"Vous pouvez voter pour n'importe quel candidat à l'exception de Poutine, vous pouvez 'gâcher' votre bulletin de vote, vous pouvez écrire 'Navalny' en grosses lettres", a exhorté la veuve en exil de l'opposant Alexeï Navalny, dont les funérailles la semaine dernière à Moscou ont rassemblé plusieurs milliers de personnes. "Nous devons nous rendre au bureau de vote le même jour et à la même heure, le 17 mars à midi", a-t-elle demandé dans une vidéo, qualifiant le prochain scrutin de "mascarade". Ioulia Navalnaïa, comme ses deux enfants et une partie des alliés et collaborateurs de son mari, vit à l'étranger pour échapper à la répression du pouvoir. "Nous pouvons venir voir et constater que nous sommes nombreux et forts" contre "la guerre, la corruption et le non-droit", a-t-elle encore fait valoir face caméra, le regard droit et déterminé.

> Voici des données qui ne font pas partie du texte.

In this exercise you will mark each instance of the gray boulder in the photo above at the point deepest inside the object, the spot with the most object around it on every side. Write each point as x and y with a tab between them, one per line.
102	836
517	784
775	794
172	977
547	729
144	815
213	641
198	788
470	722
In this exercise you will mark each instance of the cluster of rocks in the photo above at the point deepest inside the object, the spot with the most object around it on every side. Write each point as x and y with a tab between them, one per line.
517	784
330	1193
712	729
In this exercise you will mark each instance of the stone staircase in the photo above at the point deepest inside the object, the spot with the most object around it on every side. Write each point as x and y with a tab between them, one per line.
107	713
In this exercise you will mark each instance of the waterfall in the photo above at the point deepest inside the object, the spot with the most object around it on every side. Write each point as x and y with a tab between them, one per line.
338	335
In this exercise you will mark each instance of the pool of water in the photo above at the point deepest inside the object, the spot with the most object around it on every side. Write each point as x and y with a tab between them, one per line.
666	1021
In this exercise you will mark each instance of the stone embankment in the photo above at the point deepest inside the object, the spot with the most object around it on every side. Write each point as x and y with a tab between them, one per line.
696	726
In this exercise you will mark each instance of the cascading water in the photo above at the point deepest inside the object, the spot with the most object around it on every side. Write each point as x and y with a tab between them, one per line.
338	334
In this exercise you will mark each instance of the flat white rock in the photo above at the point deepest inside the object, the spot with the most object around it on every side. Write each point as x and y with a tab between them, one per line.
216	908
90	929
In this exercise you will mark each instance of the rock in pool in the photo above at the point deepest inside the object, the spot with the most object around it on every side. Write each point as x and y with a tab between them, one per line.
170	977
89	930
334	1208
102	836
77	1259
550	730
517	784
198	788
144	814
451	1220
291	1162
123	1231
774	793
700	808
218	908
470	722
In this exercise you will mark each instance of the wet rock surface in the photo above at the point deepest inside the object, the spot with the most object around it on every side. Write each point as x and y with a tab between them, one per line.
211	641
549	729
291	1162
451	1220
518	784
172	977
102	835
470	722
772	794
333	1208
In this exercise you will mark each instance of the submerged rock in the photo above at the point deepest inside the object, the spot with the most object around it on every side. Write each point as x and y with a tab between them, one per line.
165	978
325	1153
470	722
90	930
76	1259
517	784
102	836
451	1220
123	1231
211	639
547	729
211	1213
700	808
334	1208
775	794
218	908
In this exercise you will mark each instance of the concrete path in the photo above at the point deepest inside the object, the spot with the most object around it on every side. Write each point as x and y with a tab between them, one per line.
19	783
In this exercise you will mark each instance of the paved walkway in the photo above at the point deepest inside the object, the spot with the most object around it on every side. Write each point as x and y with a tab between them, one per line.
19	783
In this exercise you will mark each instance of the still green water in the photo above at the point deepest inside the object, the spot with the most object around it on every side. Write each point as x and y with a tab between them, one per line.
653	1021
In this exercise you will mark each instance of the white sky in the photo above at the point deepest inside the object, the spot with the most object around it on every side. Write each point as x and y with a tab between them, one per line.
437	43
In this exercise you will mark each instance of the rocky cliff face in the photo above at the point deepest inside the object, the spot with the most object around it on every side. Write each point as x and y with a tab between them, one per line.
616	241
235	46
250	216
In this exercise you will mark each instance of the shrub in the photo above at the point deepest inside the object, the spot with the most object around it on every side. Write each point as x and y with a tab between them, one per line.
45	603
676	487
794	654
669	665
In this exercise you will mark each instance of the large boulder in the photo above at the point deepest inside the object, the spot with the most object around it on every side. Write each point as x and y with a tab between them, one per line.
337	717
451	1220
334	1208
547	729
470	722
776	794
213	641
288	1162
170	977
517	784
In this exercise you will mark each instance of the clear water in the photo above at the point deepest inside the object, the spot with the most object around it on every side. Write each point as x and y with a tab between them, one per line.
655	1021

Son mari, Alexeï Navalny, avait lancé cette idée début février dans l'une de ses dernières prises de parole avant sa mort, estimant depuis sa prison que "cela pourrait être une démonstration puissante de l'état d'esprit du pays". Selon Ioulia Navalnaïa, qui a promis de poursuivre le combat de son mari, "c'est une action très simple et sûre. Elle ne peut pas être interdite" par les autorités, a-t-elle dit. Car les manifestations classiques contre le pouvoir sont sévèrement réprimées en Russie.
"Espoir"
"À côté de vous, il y a probablement beaucoup de gens qui sont contre Poutine et contre la guerre. Et si nous venons en même temps, notre voix contre Poutine résonnera beaucoup plus fort", a-t-elle encore lancé. Ioulia Navalnaïa a fustigé "le culte du passé, de la guerre, des missiles et des meurtres ignobles" défendu, selon elle, par le Kremlin, face à "l'amour, le soutien et la foi en l'avenir" qu'elle entend relayer. Emprisonné début 2021, Alexeï Navalny, un avocat de formation, dénonçait sans relâche la répression et la corruption des élites russes et critiquait, depuis sa cellule, l'assaut du Kremlin contre l'Ukraine.
De son côté, le Kremlin assure que les Russes sont largement "unis" derrière Vladimir Poutine qui doit être réélu sans opposition lors du scrutin prévu du 15 au 17 mars. S'il l'emporte, l'actuel président russe restera au pouvoir au moins jusqu'en 2030, soit trois décennies après son arrivée au Kremlin pour remplacer Boris Eltsine, alors affaibli par la maladie. Mercredi, le porte-parole du Kremlin, Dmitri Peskov, a assuré que les autorités organiseront dans quelques jours "le type d'élections que notre peuple souhaite". "Nous ne tolérerons plus les critiques envers notre démocratie", a-t-il encore lâché.
Ioulia Navalnaïa, elle, a par ailleurs remercié mercredi les milliers de sympathisants qui ont rendu hommage à son mari vendredi dernier, lors des funérailles organisées dans le sud-est de Moscou, puis pendant le week-end, défilant en nombre devant sa tombe, ensevelie sous les fleurs. Le jour de ses obsèques, le Kremlin avait pourtant mis en garde contre toute manifestation "non autorisée", ce qui n'avait pas empêché la foule de scander "Non à la guerre !" ou encore "Nous ne pardonnerons pas !". "Ces images sont empreintes non seulement de chagrin et de tristesse, mais aussi d'espoir", a souligné Mme Navalnaïa, saluant les personnes "les plus courageuses, les plus honnêtes de notre pays". "Nous sommes nombreux et tant que nous sommes ensemble, rien n'est fini", a-t-elle affirmé.